Guns of the legends Collection

  • If you search on Spearboard then you will find a "supercharging" lever rollergun there built from scratch, but with a more modern handle. The French Hurricane company also made a pistol grip version of the same gun a little later. The important thing is to swing the lever with the bands not under a lot of initial tension as otherwise the lever is too hard to pull back. Also when going over the center like a toggle action the lever can snap downwards like a rat trap closing, so watch out. An experimental rollergun based on the supercharging lever idea before this French gun was discovered (many ideas in spearfishing unwittingly get reinvented) nearly chopped the operator's fingers off, so caution is needed with more modern high modulus bands.

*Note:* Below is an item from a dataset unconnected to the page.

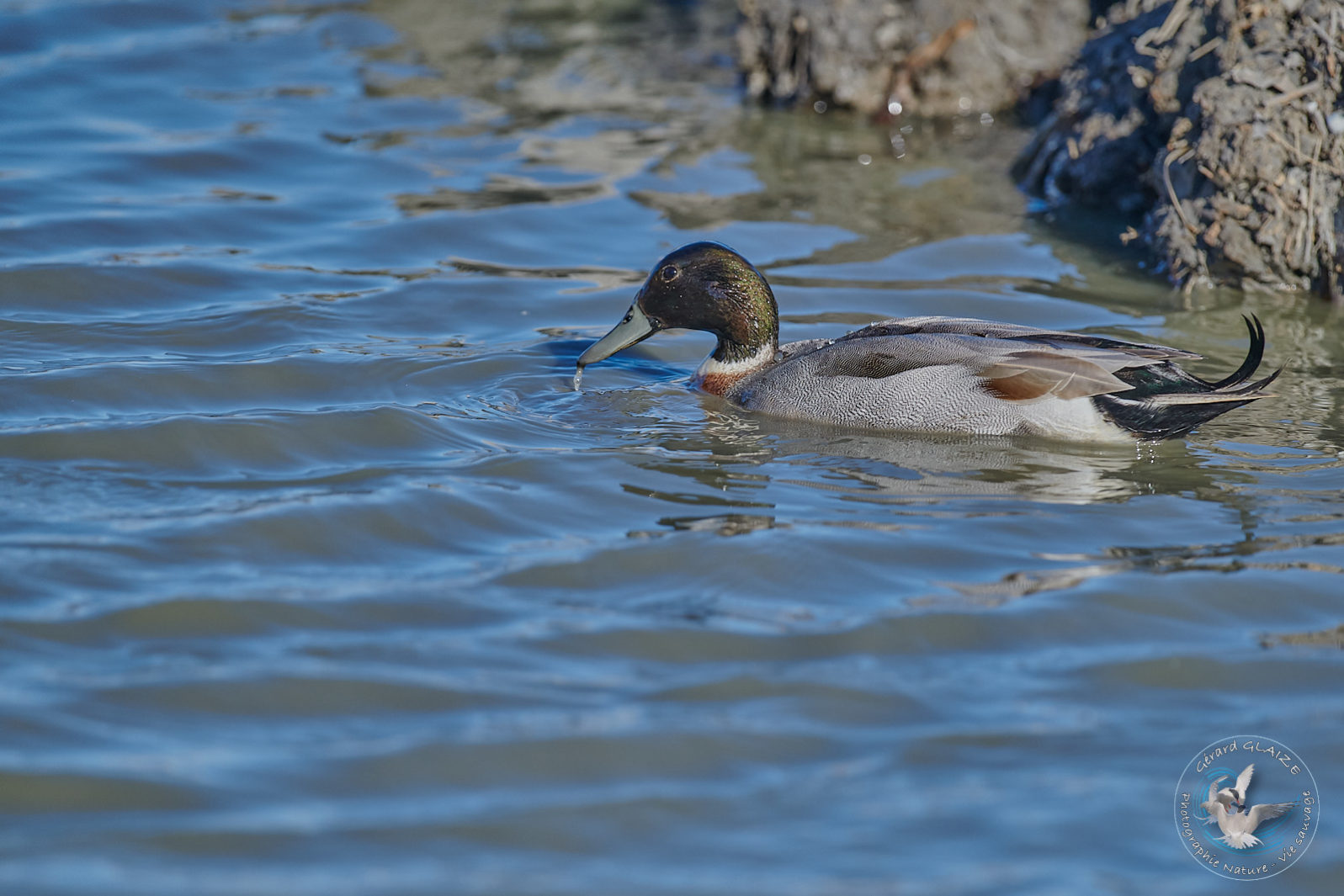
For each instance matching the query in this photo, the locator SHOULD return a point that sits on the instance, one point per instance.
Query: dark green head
(704, 286)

  • I cannot remember if this "Fusil Americain" rollergun has been posted here before, but this canon uses rubber band power to drive an impeller unit that slides in a top slotted barrel. The gun has four shooting powers and a supercharging lever and can be used as both a rear handle gun and a mid-handle gun. Based on two spring gun handles this gun was a product of the "USA" company based in France which made many models of spring guns. Alexandre Kramarenko and Charles Henry Wilen formed that company when in 1937 they made the first ever spring gun, and in the patent records the first ever underwater speargun. This gun was heavy and expensive and the one shown here was given to Jack Prodanovich for his consideration and appraisal, but Jack never used it as he thought it was overly complicated and rather cumbersome. Of course Jack made his own line of spearguns in his workshop that are also collector's items and they were a better proposition for spearfishing than this gadget was. Still it is an impressive gun and demonstrates the inventiveness of the first generation of spearfishermen.



    Checking back I showed the patent drawings here, but not the photo of the gun as it was still locked up in my old computer.

    Don Paul >Spearguns fusiles Vintage Españoles

  • This rubber powered spear pistol is a tail pusher speargun using the Nemrod spring gun handle. When cocked to shoot the spear protrudes out the rear end as much as it does at the front end of the gun. The bands mount on the grip handle and run back to a tail cap that sits on the spear tail. There were many guns like this in the early days, but they only had a short power stroke so were not long range shooters. The side rollers direct the run of the bands to align with the spear when stretched out with the gun cocked.

  • Here is another of these tail pusher spearguns, the "Christie", which has a brace for supporting the gun against the shoulder during the shot. The Australian company "Undersee Products" made a series of cast alloy guns using a similar layout such as the "Comet" and the "Bantam". The "Comet" is shown below with the spear slid forwards in the gun. You can see that the design moves the handgrip further back in the gun and away from the band anchor point.

  • I found this advert for a gun that I have seen the ruins of and thought that it was displayed on this thread, but it does not look like it after checking through the various pages. Of interest as it shows that many rifle-like fishing weapons are not underwater guns, but terrestrial weapons for shooting fish from the riverbank. However it is a side-slotted barrel gun with a tail pusher for driving the spear shaft and some of the earliest guns used underwater tried this layout when competing with the tube based internal spring powered spearguns. Note the two vertical prongs mid-stock which catch the driving band rubber and decelerate the pusher unit before it reaches the end of travel in the barrel, the restretching band creating the necessary deceleration.

    When sling powered Arbaletes appeared (the modern band gun) these side-slotted barrel guns virtually disappeared.